Down for the Count by Andrew Gumbel

Down for the Count by Andrew Gumbel

Author:Andrew Gumbel
Language: eng
Format: epub
ISBN: 9781620971697
Publisher: The New Press
Published: 2016-03-24T16:00:00+00:00


10

MIRACLE CURE

I always say, out of something bad, something good happens.

—Theresa LePore, Palm Beach County elections supervisor1

There are many ways to manipulate paper elections, but the scope of such an attack is limited to one precinct or one county. . . . The danger of a software attack is that, while it takes a little more skill (but nothing extraordinary), it can affect hundreds of counties simultaneously.

—David Jefferson, Lawrence Livermore National Laboratory2

When Palm Beach County’s elections supervisor Theresa LePore was struggling with her abortive post-election recount in November 2000, her reputation in as many tattered pieces as the chad littering the counting-room floor, a reporter asked how much it would cost to install a new voting system. “A lot of millions,” she answered sharply. “And if you go to a new system, it has its own inherent set of problems.”3

Five months later, however, LePore was in Riverside County, California, to observe the nation’s first county-wide touchscreen computer voting system and fell instantly in love.4 The Sequoia Pacific AVC Edge machines, she enthused, did almost all the work—for voters who could flit from race to race and double-check their choices on a summary screen before giving final approval, and for election administrators who didn’t have to count or tabulate anything. Best of all, no chad and, because the machines used no paper, no recounts.

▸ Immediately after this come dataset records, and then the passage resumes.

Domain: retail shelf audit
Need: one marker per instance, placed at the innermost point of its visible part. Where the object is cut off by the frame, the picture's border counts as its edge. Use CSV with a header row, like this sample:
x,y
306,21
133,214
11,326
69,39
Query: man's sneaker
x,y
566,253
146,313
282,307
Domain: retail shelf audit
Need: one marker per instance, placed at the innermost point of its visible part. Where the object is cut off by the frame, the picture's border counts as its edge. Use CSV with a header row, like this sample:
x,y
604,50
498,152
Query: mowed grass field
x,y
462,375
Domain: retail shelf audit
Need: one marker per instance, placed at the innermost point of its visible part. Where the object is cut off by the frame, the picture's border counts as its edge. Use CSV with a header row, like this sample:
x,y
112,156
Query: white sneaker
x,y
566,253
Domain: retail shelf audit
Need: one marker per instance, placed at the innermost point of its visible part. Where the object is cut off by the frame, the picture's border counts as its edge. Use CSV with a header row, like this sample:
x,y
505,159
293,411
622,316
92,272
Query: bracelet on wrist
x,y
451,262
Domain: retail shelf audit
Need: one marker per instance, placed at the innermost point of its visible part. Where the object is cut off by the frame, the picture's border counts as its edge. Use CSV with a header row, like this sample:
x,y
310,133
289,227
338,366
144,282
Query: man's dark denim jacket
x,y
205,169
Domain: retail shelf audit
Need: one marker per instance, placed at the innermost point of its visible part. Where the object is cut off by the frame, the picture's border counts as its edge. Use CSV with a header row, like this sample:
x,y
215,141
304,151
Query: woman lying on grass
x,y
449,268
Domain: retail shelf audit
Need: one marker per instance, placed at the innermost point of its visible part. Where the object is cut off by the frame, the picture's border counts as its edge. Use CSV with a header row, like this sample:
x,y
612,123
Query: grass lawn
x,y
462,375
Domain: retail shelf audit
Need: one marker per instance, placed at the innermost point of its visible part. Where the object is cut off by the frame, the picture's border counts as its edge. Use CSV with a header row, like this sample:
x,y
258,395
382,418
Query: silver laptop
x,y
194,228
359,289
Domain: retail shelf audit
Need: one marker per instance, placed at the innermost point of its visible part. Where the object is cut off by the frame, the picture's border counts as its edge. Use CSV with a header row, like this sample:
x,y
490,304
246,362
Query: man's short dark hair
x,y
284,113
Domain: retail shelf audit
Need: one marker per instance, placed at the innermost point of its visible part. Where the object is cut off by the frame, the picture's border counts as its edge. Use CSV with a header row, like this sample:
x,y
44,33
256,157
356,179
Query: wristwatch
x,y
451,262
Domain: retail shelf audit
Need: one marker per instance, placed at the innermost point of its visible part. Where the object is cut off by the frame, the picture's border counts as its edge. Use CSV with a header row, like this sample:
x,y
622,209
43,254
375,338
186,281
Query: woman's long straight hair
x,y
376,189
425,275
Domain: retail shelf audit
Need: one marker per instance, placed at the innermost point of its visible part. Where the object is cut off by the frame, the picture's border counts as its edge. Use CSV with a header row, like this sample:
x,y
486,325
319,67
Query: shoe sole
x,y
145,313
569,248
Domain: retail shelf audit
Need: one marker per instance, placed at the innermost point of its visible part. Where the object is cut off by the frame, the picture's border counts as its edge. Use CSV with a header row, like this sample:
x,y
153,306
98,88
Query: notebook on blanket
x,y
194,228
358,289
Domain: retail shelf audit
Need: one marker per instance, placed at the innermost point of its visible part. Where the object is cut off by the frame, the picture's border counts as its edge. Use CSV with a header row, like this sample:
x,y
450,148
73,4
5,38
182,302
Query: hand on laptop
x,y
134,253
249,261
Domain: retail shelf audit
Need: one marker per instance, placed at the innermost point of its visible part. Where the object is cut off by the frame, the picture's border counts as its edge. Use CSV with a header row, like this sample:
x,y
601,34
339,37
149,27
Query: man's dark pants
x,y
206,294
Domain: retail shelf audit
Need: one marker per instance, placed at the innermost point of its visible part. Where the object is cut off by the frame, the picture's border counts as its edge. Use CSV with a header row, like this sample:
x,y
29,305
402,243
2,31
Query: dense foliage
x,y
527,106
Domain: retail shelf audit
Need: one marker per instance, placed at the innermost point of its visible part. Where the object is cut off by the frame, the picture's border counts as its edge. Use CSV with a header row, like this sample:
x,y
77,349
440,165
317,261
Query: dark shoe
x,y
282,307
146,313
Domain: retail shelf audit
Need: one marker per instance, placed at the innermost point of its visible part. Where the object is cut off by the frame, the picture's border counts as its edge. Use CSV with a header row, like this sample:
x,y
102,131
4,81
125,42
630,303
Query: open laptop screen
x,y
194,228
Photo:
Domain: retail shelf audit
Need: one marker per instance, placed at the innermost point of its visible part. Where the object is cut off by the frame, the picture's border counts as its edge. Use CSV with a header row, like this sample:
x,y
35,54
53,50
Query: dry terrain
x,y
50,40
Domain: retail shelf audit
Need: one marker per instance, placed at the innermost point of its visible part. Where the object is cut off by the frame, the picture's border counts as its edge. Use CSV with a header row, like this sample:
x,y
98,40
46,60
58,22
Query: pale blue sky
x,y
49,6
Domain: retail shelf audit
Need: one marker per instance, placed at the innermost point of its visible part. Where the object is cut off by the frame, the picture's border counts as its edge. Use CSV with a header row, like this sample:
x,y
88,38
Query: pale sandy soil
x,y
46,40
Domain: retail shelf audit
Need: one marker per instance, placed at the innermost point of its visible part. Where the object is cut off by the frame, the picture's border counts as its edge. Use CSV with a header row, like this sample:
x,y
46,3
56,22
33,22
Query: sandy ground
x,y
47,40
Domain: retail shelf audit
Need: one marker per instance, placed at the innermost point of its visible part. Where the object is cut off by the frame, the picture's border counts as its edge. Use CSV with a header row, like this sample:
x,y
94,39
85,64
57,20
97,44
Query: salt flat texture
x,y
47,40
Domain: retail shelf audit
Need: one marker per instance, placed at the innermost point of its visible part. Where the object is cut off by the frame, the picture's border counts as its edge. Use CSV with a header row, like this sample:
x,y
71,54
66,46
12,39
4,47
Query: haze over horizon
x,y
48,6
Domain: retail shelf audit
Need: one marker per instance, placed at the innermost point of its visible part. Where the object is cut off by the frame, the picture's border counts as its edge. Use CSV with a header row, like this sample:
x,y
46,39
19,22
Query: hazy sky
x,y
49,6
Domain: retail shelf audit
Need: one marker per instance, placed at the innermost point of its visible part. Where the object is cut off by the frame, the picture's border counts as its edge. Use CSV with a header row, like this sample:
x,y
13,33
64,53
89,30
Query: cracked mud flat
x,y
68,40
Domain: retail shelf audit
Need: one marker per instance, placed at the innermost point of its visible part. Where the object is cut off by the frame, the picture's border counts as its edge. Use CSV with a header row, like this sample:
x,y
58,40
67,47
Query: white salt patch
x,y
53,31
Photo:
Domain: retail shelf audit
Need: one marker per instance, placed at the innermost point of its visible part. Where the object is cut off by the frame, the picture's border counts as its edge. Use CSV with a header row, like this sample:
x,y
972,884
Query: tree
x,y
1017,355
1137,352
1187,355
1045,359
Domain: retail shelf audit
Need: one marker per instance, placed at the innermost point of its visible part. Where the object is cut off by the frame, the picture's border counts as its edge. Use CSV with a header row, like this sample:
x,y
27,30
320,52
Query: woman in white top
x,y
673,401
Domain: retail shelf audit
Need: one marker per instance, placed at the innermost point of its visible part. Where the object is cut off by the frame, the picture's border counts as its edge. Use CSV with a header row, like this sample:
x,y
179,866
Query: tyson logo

LePore was not the only one to be impressed. Riverside’s registrar of voters, Mischelle Townsend, had attracted national attention with her seemingly prescient decision to go all-electronic. “If the U.S. State Department is looking for a way to restore America’s good name,” Wired News enthused, “it ought to let the world know about Mischelle Townsend’s bold experiment.”5 Townsend was happy to bask in the glory. “I’ve been counting my blessings for the last 24 hours that I’m not Theresa LePore,” she crowed at one point during the Florida recount fiasco.

Neither LePore nor Wired News reporter Farhad Manjoo (soon to evolve into a thoughtful and trenchant critic of electronic voting) knew that election night in Riverside had been a near disaster. A couple of hours after the polls closed, the tabulation software overloaded and started deleting votes from the tallying system instead of adding them.6 Sequoia sent in an emergency resuscitation team and claimed to have put everything right, but when the dust settled, one candidate for a local school board who had been comfortably in the lead when the machines went down found herself unaccountably trailing. Bernadette Burks demanded an explanation but received none.7 Townsend told her there had been no computer crash, only a problem with a server that needed to be “manually expanded” after it reached capacity. Townsend refused to acknowledge even that Burks had been ahead in the count, although her own figures clearly showed that she was.8 The election, Townsend liked to tell people, had been “flawless.”

“Flawless” was the catchword LePore used to cajole the Palm Beach County commissioners into spending $14.4 million on their own Sequoia system. The new touchscreens were deployed in time for the March 2002 local elections, and they, too, failed at the first hurdle.